The Goal: Efficiency and Sustainability

The lawn has been reduced by 43 percent and areas around trees and along walls are now beds for native and evergreen plants.

The East Hampton house that the architect Michael Haverland designed for himself and his partner, Philip Galanes, was featured in an East Hampton Star HomeBook a few years ago. Now, almost 11 years since it was constructed, the house and grounds have been “greened,” to use a catchall term for changes that have redefined the landscape and reduced the need for maintenance and overall consumption of energy.

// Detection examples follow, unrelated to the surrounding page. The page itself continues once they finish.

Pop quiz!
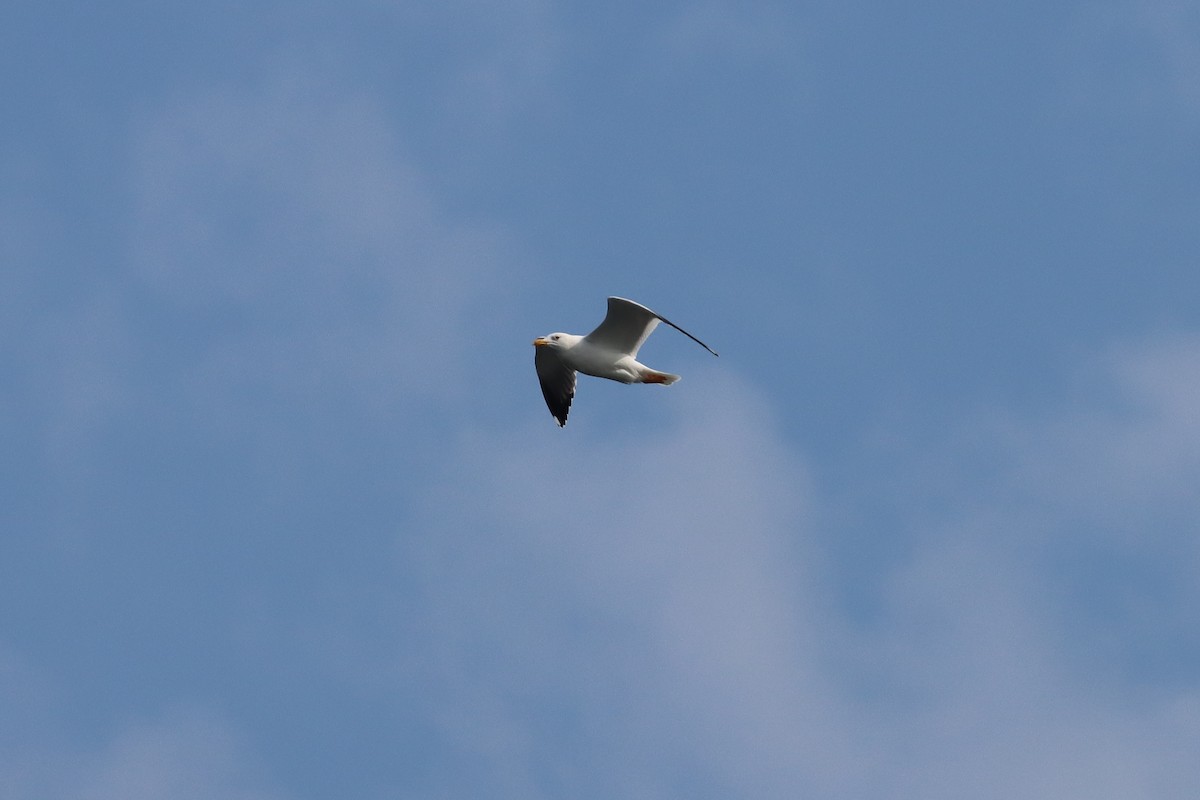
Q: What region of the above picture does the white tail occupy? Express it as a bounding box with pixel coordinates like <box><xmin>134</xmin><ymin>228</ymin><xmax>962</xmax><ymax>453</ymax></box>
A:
<box><xmin>642</xmin><ymin>369</ymin><xmax>679</xmax><ymax>386</ymax></box>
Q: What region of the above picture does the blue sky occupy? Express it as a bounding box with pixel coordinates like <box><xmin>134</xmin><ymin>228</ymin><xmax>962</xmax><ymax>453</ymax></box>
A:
<box><xmin>0</xmin><ymin>0</ymin><xmax>1200</xmax><ymax>800</ymax></box>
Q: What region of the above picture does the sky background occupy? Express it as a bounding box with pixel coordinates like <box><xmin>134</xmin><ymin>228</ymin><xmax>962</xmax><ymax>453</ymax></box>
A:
<box><xmin>0</xmin><ymin>0</ymin><xmax>1200</xmax><ymax>800</ymax></box>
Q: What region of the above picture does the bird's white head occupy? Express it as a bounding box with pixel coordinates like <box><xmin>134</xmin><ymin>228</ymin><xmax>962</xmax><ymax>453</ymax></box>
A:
<box><xmin>533</xmin><ymin>333</ymin><xmax>580</xmax><ymax>350</ymax></box>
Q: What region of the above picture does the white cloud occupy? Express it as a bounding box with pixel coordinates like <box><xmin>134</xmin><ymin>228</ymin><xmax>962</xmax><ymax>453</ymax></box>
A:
<box><xmin>1064</xmin><ymin>0</ymin><xmax>1200</xmax><ymax>121</ymax></box>
<box><xmin>396</xmin><ymin>341</ymin><xmax>1200</xmax><ymax>799</ymax></box>
<box><xmin>75</xmin><ymin>708</ymin><xmax>278</xmax><ymax>800</ymax></box>
<box><xmin>0</xmin><ymin>642</ymin><xmax>281</xmax><ymax>800</ymax></box>
<box><xmin>665</xmin><ymin>0</ymin><xmax>803</xmax><ymax>61</ymax></box>
<box><xmin>133</xmin><ymin>74</ymin><xmax>513</xmax><ymax>410</ymax></box>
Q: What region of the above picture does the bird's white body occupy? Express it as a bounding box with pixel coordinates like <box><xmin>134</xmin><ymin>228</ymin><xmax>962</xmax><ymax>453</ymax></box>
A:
<box><xmin>551</xmin><ymin>333</ymin><xmax>679</xmax><ymax>385</ymax></box>
<box><xmin>533</xmin><ymin>297</ymin><xmax>716</xmax><ymax>427</ymax></box>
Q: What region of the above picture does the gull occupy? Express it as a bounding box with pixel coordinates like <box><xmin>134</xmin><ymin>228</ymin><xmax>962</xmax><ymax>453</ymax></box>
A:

The house has 12-foot ceilings and walls of glass that invite the outside in. From the first, drapes were necessary. Now, a second layer — of heavy chenille curtains — has been installed throughout the house. Not only do they help provide energy efficiency, they prevent sun damage to furniture and floors. When the house is going to be vacant for a day or more the drapes and curtains are closed, creating a blanket that moderates the indoor temperature regardless of whether it is hot or cold outside.

In addition to being treated with organic products, the lawn is no longer what Mr. Haverland described as a default carpet. Grass areas have become large planting beds with mulch and native plants that require little maintenance.

Technical upgrades were also part of the makeover. Equipment for the pool, whose size was modest to begin with, was replaced with a variable speed pump. The chlorine system gave way to saltwater and a cartridge filter, and solar coils on the roof of the garage replaced a gas heater. A rechargeable electric lawn mower and electric trimmers were purchased.

Inside the house, hot water heaters were replaced with state-of-the-art tankless heaters and a switch put in a handy place so that the hot water can be easily stopped from recirculating when the house is empty. To avoid the kind of fire that recently consumed a venerable house on West End Road in East Hampton, the original electrical breakers were replaced with ones more sensitive to faulty wires.

The East End may not some day have to face a drought like that now plaguing California, but our future as a place we can be proud to live and work in may depend on the preservation of our natural resources. Michael Haverland has taken a step in that direction.                    

To keep deer from hopping over the antique gate, seen in the image at left, aluminum frames, containing mesh printed with landscape images, increase the gate’s height to eight feet.
Tall grasses, seen from the kitchen, look good year round.
A second layer now accompanies the original drapes, seen above in 2012.